Hippa Complians Check list for Security Testing(Medical Projects)

Activity to be checked

Recommendations

HIPPA Compliance Checklist

Verify the Authentication to the application / web server.

Windows Authentication via domain users with clients using user credentials(Single User, Single Login, No DB Saved)

Verify that anonymous user access is permitted only if a user access application not in the domain.

Only If client does not support passing credentials.

Non-Domain user

Verify that User passwords is encrypted (hashed with salt) before being stored in the database using SHA-1 algorithm (FIPS compliant)

It is recommended that a separate Salt column be stored in the database for each password preferably in a different table than where the password is stored so
that if the Users table is compromised, the salt values are not immediately
known. This salt value would be unique for each user and used in the
encryption algorithm.

Verify that medical information is encrypted when sent to network or stored in database.

·    Secure Sockets Layer (SSL, 128-bit encryption) is recommended for secure
communication to the browsers when requesting any patient-related information.

·    Test Certificates for development purposes can be used / Actual Certificates to be
purchased.

Verify that login information of a user is encrypted.

·    Secure Sockets Layer (SSL, 128-bit encryption) is recommended for secure
communication to the browsers when a browser submits the user login
credentials.

·    Test Certificates for development purposes can be used / Actual Certificates to be
purchased.

Verify that User passwords is strong and contains at least eight characters long containing at least one uppercase letter, one lowercase letter one number and
one symbol.

For Example: Pass@word!341

·    Minimum Length of Password: 8

·    Frequency of Password Change

·    Use letters, punctuation, symbols, and numbers for password

Verify that database connection string does not specify any username/password information.

For Example:

Integrated Security = SSPI

Verify that users have no access to directly Update, Insert or Delete records in database.

·    Always use Update, Insert or Delete statements within the stored procedure.

·    Only allow execute on Stored Procedures and Select statement in code / web server
level.

Verify that If the impersonation section of the Web.Config is used to specify impersonation information, it should be encrypted using
the

DataProtectionConfigurationProvider

or

RSAProtectedConfigurationProvider

Always use ADO.NET command parameters in SQL statements issued from the web server to mitigate against SQL-Injection attacks

Do not concatenate strings parameters.

For Example:

SELECT * FROM User WHERE username =  ‘+ <Login Name Here> + ‘ and password =  ‘+ <Password Here> + ‘

Verify that database have functionality of auditing.

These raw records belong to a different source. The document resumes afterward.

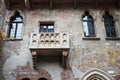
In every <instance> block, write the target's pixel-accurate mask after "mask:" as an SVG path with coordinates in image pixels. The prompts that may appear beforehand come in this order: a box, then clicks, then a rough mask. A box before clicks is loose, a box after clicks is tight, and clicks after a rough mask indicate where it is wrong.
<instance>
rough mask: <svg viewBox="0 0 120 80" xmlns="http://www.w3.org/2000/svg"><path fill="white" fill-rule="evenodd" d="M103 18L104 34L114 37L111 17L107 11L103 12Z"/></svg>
mask: <svg viewBox="0 0 120 80" xmlns="http://www.w3.org/2000/svg"><path fill="white" fill-rule="evenodd" d="M103 18H104V25H105V30H106V36H107V37H116V30H115V25H114V19H113V17H112V16H111V15H110V14H109V13H108V12H105V15H104V16H103Z"/></svg>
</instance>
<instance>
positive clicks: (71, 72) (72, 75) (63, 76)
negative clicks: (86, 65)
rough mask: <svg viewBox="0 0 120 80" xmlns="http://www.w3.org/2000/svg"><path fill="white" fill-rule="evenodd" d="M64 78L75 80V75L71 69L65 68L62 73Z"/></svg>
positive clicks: (63, 78) (64, 78)
mask: <svg viewBox="0 0 120 80" xmlns="http://www.w3.org/2000/svg"><path fill="white" fill-rule="evenodd" d="M61 77H62V80H75V78H74V75H73V73H72V71H71V70H70V69H68V70H63V72H62V73H61Z"/></svg>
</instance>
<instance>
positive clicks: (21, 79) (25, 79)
mask: <svg viewBox="0 0 120 80" xmlns="http://www.w3.org/2000/svg"><path fill="white" fill-rule="evenodd" d="M21 80H30V79H29V78H23V79H21Z"/></svg>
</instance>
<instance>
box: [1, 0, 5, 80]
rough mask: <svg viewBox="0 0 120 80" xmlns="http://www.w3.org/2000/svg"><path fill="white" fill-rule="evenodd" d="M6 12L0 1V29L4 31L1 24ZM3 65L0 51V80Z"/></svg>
mask: <svg viewBox="0 0 120 80" xmlns="http://www.w3.org/2000/svg"><path fill="white" fill-rule="evenodd" d="M5 14H6V10H5V7H4V5H3V2H2V0H0V29H1V30H4V27H3V23H4V18H5ZM3 65H4V57H3V53H2V51H0V80H4V77H3V75H2V68H3Z"/></svg>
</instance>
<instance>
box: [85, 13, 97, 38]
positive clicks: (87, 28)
mask: <svg viewBox="0 0 120 80" xmlns="http://www.w3.org/2000/svg"><path fill="white" fill-rule="evenodd" d="M83 28H84V36H85V37H95V30H94V22H93V18H92V16H90V15H89V13H88V12H85V15H84V16H83Z"/></svg>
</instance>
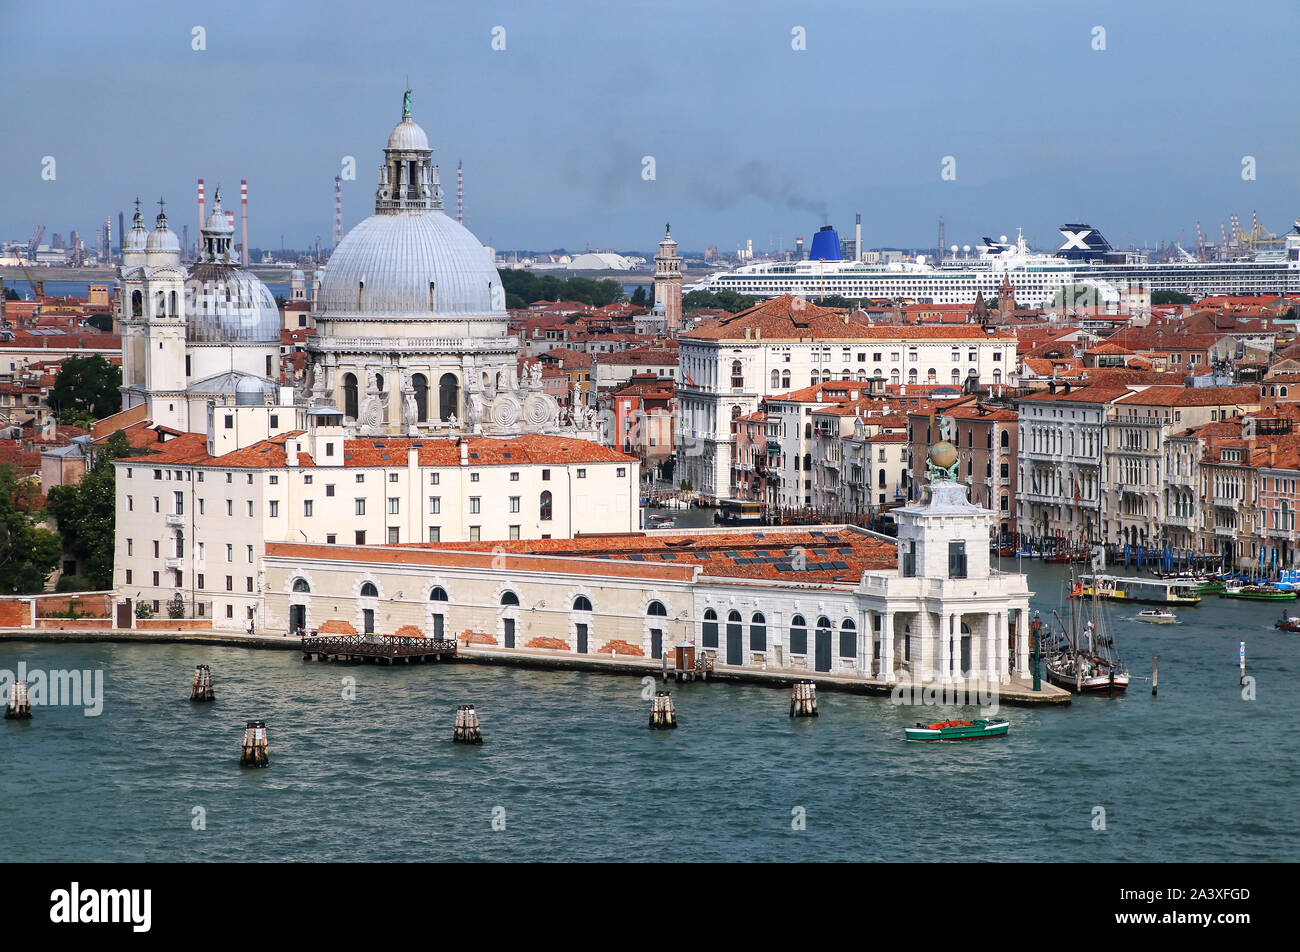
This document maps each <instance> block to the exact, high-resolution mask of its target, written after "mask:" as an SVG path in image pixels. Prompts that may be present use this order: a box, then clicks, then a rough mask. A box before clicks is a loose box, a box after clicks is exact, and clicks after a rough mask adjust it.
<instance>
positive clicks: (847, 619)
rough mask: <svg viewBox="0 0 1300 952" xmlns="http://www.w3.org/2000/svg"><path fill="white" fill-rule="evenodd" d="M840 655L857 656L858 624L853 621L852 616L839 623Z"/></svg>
mask: <svg viewBox="0 0 1300 952" xmlns="http://www.w3.org/2000/svg"><path fill="white" fill-rule="evenodd" d="M840 657H841V658H855V657H858V626H855V624H854V623H853V619H852V618H846V619H844V622H841V623H840Z"/></svg>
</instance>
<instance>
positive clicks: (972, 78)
mask: <svg viewBox="0 0 1300 952" xmlns="http://www.w3.org/2000/svg"><path fill="white" fill-rule="evenodd" d="M196 27H201V33H200V34H198V36H196V33H195V31H196ZM1099 29H1100V30H1101V31H1102V33H1099ZM797 34H798V35H797ZM1297 35H1300V3H1296V1H1295V0H1275V1H1274V0H1239V1H1238V3H1231V4H1230V3H1222V0H1178V1H1169V0H1141V1H1140V3H1131V1H1130V0H1121V1H1113V0H1095V1H1092V3H1086V4H1084V3H1066V1H1065V0H996V1H985V3H974V1H965V3H950V1H948V0H906V1H905V0H894V1H893V3H881V1H880V0H853V1H852V3H839V1H831V0H806V1H805V3H798V4H793V3H788V1H785V3H770V1H767V0H745V1H744V3H718V1H711V0H658V1H654V3H650V1H647V0H617V1H616V3H608V1H604V3H589V1H588V0H552V1H551V3H545V4H541V3H536V0H529V1H526V3H493V1H491V0H474V1H472V3H469V1H461V3H454V4H452V3H403V1H400V0H390V1H389V3H383V4H374V3H329V1H325V3H312V4H285V3H260V4H243V3H234V1H227V3H221V4H209V3H203V4H194V3H177V1H175V0H170V1H169V3H148V1H143V3H130V4H125V5H123V4H104V3H101V1H98V3H81V1H75V0H74V1H70V3H59V4H38V3H30V1H25V3H14V1H13V0H0V81H3V88H4V90H5V95H4V98H3V99H0V122H3V130H4V148H0V239H17V238H23V239H25V238H27V237H29V235H30V234H31V231H32V229H34V228H35V226H36V225H38V224H43V225H45V228H47V233H45V241H47V242H48V241H49V238H51V237H52V234H53V233H56V231H59V233H61V234H62V235H64V237H65V238H66V235H68V231H69V230H72V229H74V228H75V229H78V230H81V233H82V235H83V237H86V235H94V233H95V229H96V228H98V226H99V225H100V224H101V222H103V220H104V218H105V217H109V216H110V217H112V218H113V229H114V231H116V229H117V212H118V211H125V212H126V218H127V222H129V221H130V211H131V200H133V199H134V198H135V196H136V195H139V196H140V198H142V199H144V200H146V202H147V203H151V204H148V205H147V216H148V218H147V220H148V221H152V217H153V215H156V212H157V205H156V204H153V203H156V200H157V199H159V198H160V196H162V198H165V199H166V200H168V203H169V204H168V209H169V216H170V218H172V224H173V228H175V230H178V231H179V225H182V224H186V222H190V224H191V239H192V238H194V237H195V235H194V231H195V225H196V221H198V211H196V205H195V181H196V179H198V178H204V179H205V182H207V186H208V192H209V202H211V192H212V189H213V187H214V186H216V185H217V183H220V185H222V187H224V199H225V203H226V207H227V208H230V207H235V208H237V205H238V194H239V179H240V178H247V179H248V192H250V243H251V245H252V246H255V247H270V248H278V247H279V245H281V241H283V243H285V245H286V246H287V247H307V246H311V245H315V242H316V237H317V235H320V237H321V241H322V242H324V243H325V245H329V241H330V230H331V220H333V202H334V196H333V191H334V186H333V182H334V176H337V174H339V172H341V170H342V168H343V163H344V160H346V156H352V157H354V159H355V166H356V178H355V181H346V182H344V183H343V226H344V230H347V229H348V228H351V226H352V225H355V224H357V222H359V221H360V220H363V218H364V217H367V216H368V215H370V213H372V212H373V202H374V187H376V176H377V168H378V165H380V163H381V160H382V148H383V144H385V142H386V138H387V133H389V131H390V130H391V127H393V125H394V124H395V122H396V121H398V120H399V118H400V116H402V94H403V90H404V88H406V87H407V83H409V87H411V90H412V98H413V116H415V118H416V121H419V122H420V124H421V125H422V126H424V129H425V131H426V133H428V135H429V140H430V146H432V147H433V148H434V160H435V161H437V163H439V165H441V169H442V183H443V189H445V192H446V199H447V208H448V211H451V213H455V168H456V161H458V160H463V161H464V166H465V225H467V226H468V228H469V229H471V230H473V231H474V234H476V235H477V237H478V238H480V241H482V242H485V243H487V245H491V246H494V247H498V248H534V250H547V248H556V247H567V248H569V250H584V248H588V247H590V248H593V250H604V248H614V250H620V251H625V250H651V248H653V247H654V245H655V243H656V242H658V239H659V237H660V235H662V234H663V231H662V229H663V226H664V224H666V222H672V231H673V237H675V238H676V239H677V241H679V243H680V246H681V247H682V248H684V250H695V251H699V250H703V248H705V247H706V246H708V245H715V246H718V247H719V250H722V251H724V252H727V251H735V250H736V248H738V247H741V246H742V245H744V243H745V241H746V239H753V242H754V248H755V251H759V252H762V251H767V250H768V248H775V247H785V248H789V247H792V246H793V241H794V237H796V235H803V237H805V239H806V242H810V241H811V235H813V233H814V231H816V230H818V228H819V226H822V225H823V224H832V225H835V226H836V228H837V229H839V230H840V234H841V235H844V237H849V235H852V233H853V220H854V213H857V212H861V213H862V221H863V228H862V230H863V243H865V246H867V247H927V246H933V245H935V242H936V237H937V222H939V216H941V215H943V216H944V217H945V221H946V235H948V243H970V245H974V243H976V242H978V241H979V239H980V237H982V235H992V237H995V238H996V237H997V235H1000V234H1010V235H1014V234H1015V231H1017V229H1018V228H1019V229H1023V231H1024V235H1026V237H1027V238H1028V239H1030V241H1031V242H1032V243H1035V245H1036V246H1037V247H1052V248H1054V247H1056V246H1057V245H1058V243H1060V238H1058V234H1057V226H1058V225H1061V224H1063V222H1075V221H1086V222H1091V224H1092V225H1095V226H1096V228H1099V229H1101V230H1102V231H1104V233H1105V235H1106V237H1108V238H1109V239H1110V242H1112V243H1113V245H1115V246H1123V245H1126V243H1130V242H1131V243H1134V245H1135V246H1141V245H1143V243H1151V245H1152V246H1154V245H1157V243H1160V242H1161V241H1174V239H1177V238H1178V237H1179V234H1182V243H1183V245H1184V247H1192V245H1193V243H1195V229H1196V221H1197V220H1200V221H1201V224H1203V228H1204V229H1205V230H1206V233H1209V235H1210V237H1212V238H1216V239H1217V238H1218V233H1219V222H1221V221H1227V218H1229V215H1230V213H1234V212H1235V213H1236V215H1238V216H1240V218H1242V221H1243V222H1244V224H1245V225H1247V226H1249V220H1251V213H1252V211H1257V213H1258V217H1260V221H1261V224H1264V225H1265V226H1266V228H1269V229H1270V230H1273V231H1274V233H1281V231H1286V230H1287V229H1290V228H1291V225H1292V222H1294V221H1295V218H1296V216H1297V215H1300V194H1297V192H1300V189H1297V186H1300V122H1297V121H1296V120H1297V111H1300V105H1297V103H1300V99H1297V95H1296V94H1297V74H1296V66H1295V57H1294V48H1292V47H1294V43H1295V38H1296V36H1297ZM800 36H802V43H801V42H800ZM199 38H201V40H203V42H201V44H200V43H199V42H198V40H199ZM494 40H495V46H498V47H499V46H502V44H504V49H494V48H493V47H494ZM195 46H203V47H204V48H200V49H196V48H194V47H195ZM797 46H802V47H803V48H801V49H796V48H794V47H797ZM1097 46H1102V47H1104V48H1095V47H1097ZM51 157H52V159H53V164H52V165H51V163H49V161H48V159H51ZM647 157H650V159H653V177H650V176H649V172H650V168H649V164H647V161H646V159H647ZM945 157H948V159H949V160H950V161H948V165H946V168H948V169H949V172H950V173H953V174H950V176H949V177H948V178H944V177H943V174H941V173H943V172H944V168H945ZM1248 157H1249V161H1247V160H1248ZM1243 163H1247V166H1253V177H1251V178H1247V177H1243V170H1244V169H1245V170H1247V172H1249V168H1247V166H1244V165H1243ZM51 168H52V172H53V178H52V179H51V178H49V177H48V176H49V170H51ZM237 211H238V208H237Z"/></svg>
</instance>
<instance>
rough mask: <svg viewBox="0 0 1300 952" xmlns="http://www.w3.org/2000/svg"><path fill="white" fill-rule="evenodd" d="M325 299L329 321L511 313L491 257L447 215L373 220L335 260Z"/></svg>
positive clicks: (364, 221) (356, 231) (343, 248)
mask: <svg viewBox="0 0 1300 952" xmlns="http://www.w3.org/2000/svg"><path fill="white" fill-rule="evenodd" d="M320 295H321V300H320V313H321V315H322V316H325V317H333V316H339V315H374V316H394V317H396V316H411V315H417V316H425V317H428V316H430V315H503V313H504V312H506V295H504V290H503V289H502V284H500V276H499V274H498V273H497V268H495V265H494V264H493V260H491V256H490V255H489V254H487V250H486V248H485V247H484V246H482V245H481V243H480V242H478V239H477V238H474V237H473V234H472V233H471V231H469V230H468V229H467V228H464V226H461V225H459V224H458V222H456V221H454V220H452V218H450V217H448V216H446V215H445V213H443V212H442V209H415V211H402V212H396V213H393V212H380V213H377V215H372V216H370V217H369V218H367V220H365V221H363V222H361V224H360V225H357V226H356V228H354V229H352V230H351V231H348V233H347V237H344V238H343V241H342V242H339V246H338V248H335V250H334V254H333V255H330V259H329V264H326V265H325V273H324V274H322V277H321V286H320Z"/></svg>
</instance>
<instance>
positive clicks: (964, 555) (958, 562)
mask: <svg viewBox="0 0 1300 952" xmlns="http://www.w3.org/2000/svg"><path fill="white" fill-rule="evenodd" d="M948 577H949V579H965V577H966V540H961V538H958V540H953V541H952V542H949V544H948Z"/></svg>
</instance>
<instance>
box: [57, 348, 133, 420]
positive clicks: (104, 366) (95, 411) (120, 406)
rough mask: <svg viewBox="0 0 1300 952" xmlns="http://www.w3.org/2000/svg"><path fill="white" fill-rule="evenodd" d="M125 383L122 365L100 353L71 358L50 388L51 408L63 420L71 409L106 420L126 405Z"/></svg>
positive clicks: (95, 417)
mask: <svg viewBox="0 0 1300 952" xmlns="http://www.w3.org/2000/svg"><path fill="white" fill-rule="evenodd" d="M121 386H122V368H121V367H116V365H114V364H110V363H109V362H108V360H105V359H104V358H101V356H100V355H99V354H92V355H90V356H83V358H68V359H66V360H64V362H62V363H61V364H59V376H57V377H55V385H53V388H51V390H49V408H51V410H53V411H55V415H56V416H57V417H59V420H60V421H62V420H64V415H65V414H68V412H69V411H73V412H78V414H82V415H85V414H90V415H92V416H94V419H96V420H103V419H104V417H105V416H112V415H113V414H116V412H117V411H118V410H121V408H122V394H121V391H120V389H118V388H121Z"/></svg>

·    Auditing is necessary to identify any security breaches.

·    Third Party auditing solutions can be used.

·    Changes made in any table of the database must be recorded / logged as per column
level. But this may create a performance issue.

·    The deletions will also need to be associated with a user identity.

For Example: Modified By, ModifiedDate etc.

·    Triggers can be used to log changes to only auditing columns

Verify that users are periodically forced to change their password either by the application or by a standard operating procedure.

For Example: Any Note / Message on the Login page like:

·    ‘Change your password periodically after 15 days’

·    Implement the password policy.

Verify that system requires the user to re-login after a specific period of inactivity.

·    This can be handled as a standard operating procedure (patient data should not
remain on an unattended computer screen) and as an application function.

·    Windows based clients can use a timer to require the user to re-verify their
password.

·    Web based clients can use forms authentication ticket timeout that redirects to
the Log In page again after a period of time. This can be specified in the Web.Config file with the timeout
property.

<authentication mode="Forms">

<forms loginUrl="Login.aspx"

cookieless="UseCookies"
name="RegistryAuth"

timeout="60"

path="/" />

</authentication>

Page Expires after 60 mins & re-directed to Login.aspx

Verify that security context of the server components is least privileged.

Setup specific least privileged user domain account that component impersonate to connect to DB server.

Verify that SQL-Server Security is turned off.

·    Always use windows authentication to connect to the database server.

Or

·    Create an admin account with strong password &” remove sa user.

Verify that sensitive sections of Web.Config file are encrypted.

By default Web.Config will be accessible to administrators only.